I have a big dataset, where I have thousands of controls and then subjects with different conditions. In total, I have around 26 classes (conditions), including controls. The data is very unbalanced. For example, I have thousands of controls, then a few hundred in one class, and other classes have less than 10 subjects. I'm interested in looking at associations between brain measures and risk for disease, associated with these conditions. I have a variable that reflects that risk, with zero being the controls. However, I'm concerned about the unbalanced problem, since I have so many controls and a different number of subjects in each condition. I am afraid the effect will be driven by differences between controls and subjects with conditions, instead of truly reflecting an association between the different risk associated with conditions and brain measures.

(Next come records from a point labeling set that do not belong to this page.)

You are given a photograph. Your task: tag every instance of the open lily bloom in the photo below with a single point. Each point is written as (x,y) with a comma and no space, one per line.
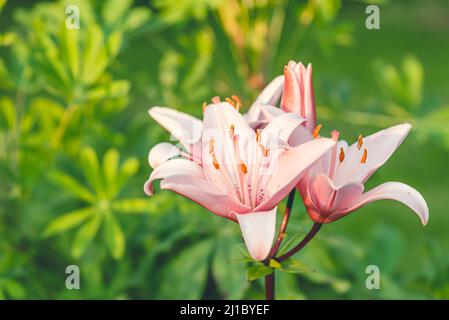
(333,187)
(187,129)
(244,173)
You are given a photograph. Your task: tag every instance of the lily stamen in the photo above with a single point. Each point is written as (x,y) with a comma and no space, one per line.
(359,142)
(316,131)
(365,156)
(342,155)
(238,102)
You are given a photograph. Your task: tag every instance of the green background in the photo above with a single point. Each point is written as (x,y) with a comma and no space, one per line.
(75,134)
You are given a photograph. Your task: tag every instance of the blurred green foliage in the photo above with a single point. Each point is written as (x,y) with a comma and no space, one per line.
(74,136)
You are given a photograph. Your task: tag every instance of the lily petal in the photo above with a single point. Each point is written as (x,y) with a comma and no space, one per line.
(184,127)
(396,191)
(270,95)
(290,167)
(281,127)
(291,97)
(205,194)
(379,148)
(258,230)
(170,168)
(219,165)
(325,201)
(162,152)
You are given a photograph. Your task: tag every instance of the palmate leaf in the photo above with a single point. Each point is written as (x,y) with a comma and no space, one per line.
(294,266)
(115,239)
(91,169)
(185,276)
(68,221)
(71,185)
(257,271)
(111,161)
(70,50)
(136,205)
(229,276)
(85,235)
(95,59)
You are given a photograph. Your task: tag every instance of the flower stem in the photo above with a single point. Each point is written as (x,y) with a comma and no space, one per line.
(313,231)
(283,227)
(269,286)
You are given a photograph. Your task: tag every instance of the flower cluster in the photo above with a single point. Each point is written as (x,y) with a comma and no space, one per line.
(241,167)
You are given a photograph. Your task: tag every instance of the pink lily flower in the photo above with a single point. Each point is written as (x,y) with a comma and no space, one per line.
(334,186)
(243,173)
(298,96)
(187,129)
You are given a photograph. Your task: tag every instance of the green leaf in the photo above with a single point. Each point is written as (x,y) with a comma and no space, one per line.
(258,271)
(185,276)
(95,57)
(136,18)
(128,169)
(294,266)
(115,238)
(71,50)
(85,235)
(7,113)
(110,170)
(274,264)
(113,11)
(137,205)
(67,221)
(91,169)
(71,185)
(14,289)
(230,277)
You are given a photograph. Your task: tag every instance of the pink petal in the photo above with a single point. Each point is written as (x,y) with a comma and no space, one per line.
(182,126)
(205,194)
(325,201)
(171,168)
(291,96)
(162,152)
(396,191)
(258,230)
(309,100)
(291,166)
(270,112)
(218,120)
(270,95)
(380,146)
(281,127)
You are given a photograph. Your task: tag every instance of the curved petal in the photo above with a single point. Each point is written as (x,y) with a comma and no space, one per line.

At first, I thought about subsampling my dataset, but in a previous question, I posted here, I was advised to use linear mixed models, where I could use my whole dataset. I have been playing with this, but I'm not totally sure on how to apply this to my problem. I'm using the package lm4 in R and the function lmer().
I tried this:
glmm1<- lmer(brain_measure ~ risk + Age + Sex + ICV + (1|condition),data=dataset_all,REML = F, na.action = na.exclude)
This model provided interesting results, where some were similar to when using lm() and others were different. However, I also receive a warning about singularity issues in some brain measures (boundary (singular) fit: see ?isSingular). After reading some threads I'm not sure if this should be a concern. Also, condition and risk are obviously related, since different conditions have different risks, and, for example, there are a lot of subjects with risk=0 given that most of the people are controls. I don't know if this is a problem.
I would like your advice on this. If this is the best approach, and if I'm applying this right.